Hacker promises to steal details of 100 million T-cellular shoppers

T-Cell is actively investigating a data breach following a threat actor promises to have hacked T-Mobile’s servers and stolen databases containing the individual knowledge of about 100 million customers.

The alleged information breach initially surfaced on a hacking forum yesterday after the menace actor claimed to be providing a database for six bitcoin (~$280K) containing beginning dates, driver’s license figures, and social protection numbers for 30 million people.

Forum post selling T-Mobile data
Forum article marketing T-Cellular knowledge

Whilst the forum put up does not condition the origins of the information, the threat actor advised BleepingComputer that they took it from T-Mobile in a enormous server breach.

The danger actor claims to have hacked into T-Mobile’s creation, staging, and improvement servers two months back, including an Oracle databases server that contains shopper details.

This stolen information allegedly has the details for roughly 100 million T-Cellular customers and can include customers’ IMSI, IMEI, cellular phone quantities, shopper names, stability PINs, Social Stability quantities, driver’s license quantities, and date of start.

“Their whole IMEI historical past database likely back again to 2004 was stolen,” the hacker instructed BleepingComputer.

An IMEI (Intercontinental Cellular Devices Id) is a one of a kind number applied to determine mobile telephones, even though an IMSI (Worldwide cell subscriber id) is a distinctive range linked with a consumer on a cellular community.

As evidence that they breached T-Mobile’s servers, the threat actors shared a screenshot of an SSH link to a output server jogging Oracle.

Alleged access to T-Mobile Oracle server via SSH
Alleged access to T-Cellular Oracle server by using SSH
Delicate data r​​​​edacted by BleepingComputer

Cybersecurity intelligence firm Cyble also advised BleepingComputer yesterday that the threat actor claims to have stolen numerous databases totaling around 106GB of data, including T-Mobile’s consumer relationship administration (CRM) database.

Motherboard, who initially claimed on this breach, reported they could verify that info samples supplied by the risk actor belonged to T-Cellular buyers.

When questioned if they tried to ransom the stolen facts to T-Cellular, the threat actors claimed they in no way contacted the enterprise and resolved to market it on community forums wherever they currently have interested purchasers.

When we contacted T-Mobile about the sale of this information they stated they are actively investigating it.

“We are mindful of claims made in an underground discussion board and have been actively investigating their validity.
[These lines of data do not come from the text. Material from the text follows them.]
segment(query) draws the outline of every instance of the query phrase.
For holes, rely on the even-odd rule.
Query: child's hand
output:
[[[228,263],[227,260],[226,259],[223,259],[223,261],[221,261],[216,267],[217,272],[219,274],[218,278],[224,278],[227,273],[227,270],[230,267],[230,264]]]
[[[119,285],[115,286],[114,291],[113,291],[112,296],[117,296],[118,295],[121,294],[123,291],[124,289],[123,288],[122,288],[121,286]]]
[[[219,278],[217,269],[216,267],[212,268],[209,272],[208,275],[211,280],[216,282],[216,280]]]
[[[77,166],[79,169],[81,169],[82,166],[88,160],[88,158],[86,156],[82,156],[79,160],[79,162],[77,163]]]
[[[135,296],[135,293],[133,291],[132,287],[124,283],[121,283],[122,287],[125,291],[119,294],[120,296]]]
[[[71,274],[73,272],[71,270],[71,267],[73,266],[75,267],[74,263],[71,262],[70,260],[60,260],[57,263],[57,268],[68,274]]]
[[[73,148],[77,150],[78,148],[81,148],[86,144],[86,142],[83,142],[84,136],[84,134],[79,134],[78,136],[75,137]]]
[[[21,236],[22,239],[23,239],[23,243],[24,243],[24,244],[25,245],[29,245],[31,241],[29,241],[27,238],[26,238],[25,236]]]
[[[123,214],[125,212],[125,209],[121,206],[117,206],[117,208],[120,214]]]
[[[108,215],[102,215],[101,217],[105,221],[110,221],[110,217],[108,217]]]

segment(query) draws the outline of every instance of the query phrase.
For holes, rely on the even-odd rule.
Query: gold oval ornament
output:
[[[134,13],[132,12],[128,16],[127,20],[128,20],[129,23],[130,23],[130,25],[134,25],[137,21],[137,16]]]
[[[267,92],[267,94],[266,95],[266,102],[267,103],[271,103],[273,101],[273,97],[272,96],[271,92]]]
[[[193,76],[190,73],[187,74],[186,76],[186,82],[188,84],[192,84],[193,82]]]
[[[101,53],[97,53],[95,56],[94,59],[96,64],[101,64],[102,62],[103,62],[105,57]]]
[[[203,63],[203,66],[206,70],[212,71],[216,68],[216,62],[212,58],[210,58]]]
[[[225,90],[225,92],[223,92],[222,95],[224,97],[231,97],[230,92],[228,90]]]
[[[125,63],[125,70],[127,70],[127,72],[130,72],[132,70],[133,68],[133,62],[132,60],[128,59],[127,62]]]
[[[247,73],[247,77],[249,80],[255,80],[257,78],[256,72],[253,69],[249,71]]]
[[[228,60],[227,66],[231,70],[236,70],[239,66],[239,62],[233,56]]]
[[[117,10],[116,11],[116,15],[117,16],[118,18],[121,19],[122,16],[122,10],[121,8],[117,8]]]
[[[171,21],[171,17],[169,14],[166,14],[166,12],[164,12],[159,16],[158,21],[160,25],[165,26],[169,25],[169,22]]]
We do not have any more data to share at this time,” T-Cell told BleepingComputer.

T-Cell hacked for revenge

The danger actors tol Alon Gal, CTO of cybercrime intelligence firm Hudson Rock, that they carried out this hack to harm US infrastructure.
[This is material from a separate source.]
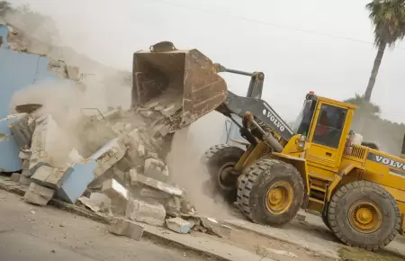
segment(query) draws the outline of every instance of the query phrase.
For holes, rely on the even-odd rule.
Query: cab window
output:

“This breach was done to retaliate in opposition to the US for the kidnapping and torture of John Erin Binns (CIA Raven-1) in Germany by CIA and Turkish intelligence agents in 2019,” the risk actors instructed Gal in a discussion.
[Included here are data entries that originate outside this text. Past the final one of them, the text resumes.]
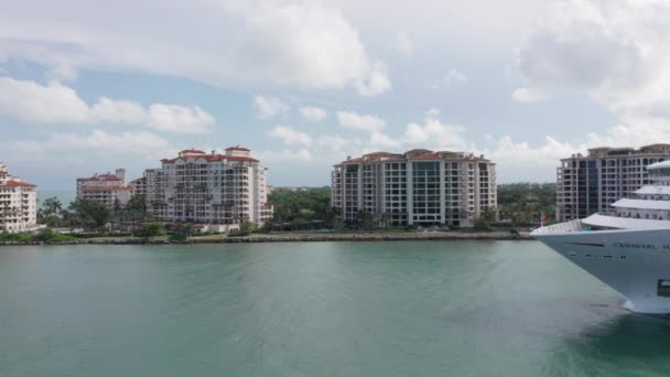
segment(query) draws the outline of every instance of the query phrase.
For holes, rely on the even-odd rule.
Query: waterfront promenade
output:
[[[173,241],[166,237],[98,237],[51,243],[50,245],[171,245],[171,244],[250,244],[250,243],[323,243],[323,241],[385,241],[385,240],[528,240],[528,233],[509,231],[407,231],[407,233],[284,233],[253,234],[244,237],[205,235]],[[43,245],[37,241],[0,241],[0,246]]]

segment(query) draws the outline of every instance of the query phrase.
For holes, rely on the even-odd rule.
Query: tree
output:
[[[134,195],[130,198],[125,208],[128,219],[143,222],[147,219],[147,197]]]
[[[42,208],[37,211],[37,222],[40,224],[46,224],[48,227],[61,226],[61,211],[63,211],[63,204],[61,201],[53,196],[44,200]]]
[[[371,230],[375,227],[375,215],[367,211],[359,211],[356,215],[359,229]]]
[[[193,225],[180,223],[174,227],[170,239],[173,241],[183,243],[188,240],[188,237],[193,236]]]
[[[163,223],[144,223],[142,226],[132,233],[133,236],[142,239],[151,239],[153,237],[162,236],[165,234],[165,226]]]
[[[69,205],[74,212],[73,222],[86,228],[100,229],[109,222],[111,213],[104,203],[76,200]]]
“We did it to harm US infrastructure.”

Binns is a resident of Turkey who sued the FBI, CIA, and Division of Justice in 2020.

The grievance alleges that Binn was tortured and harassed by the US and Turkish governments and is searching for to compel the Usa to launch documents regarding these pursuits less than the Independence of Information Act.

8/15/21: Included T-Mobile’s assertion.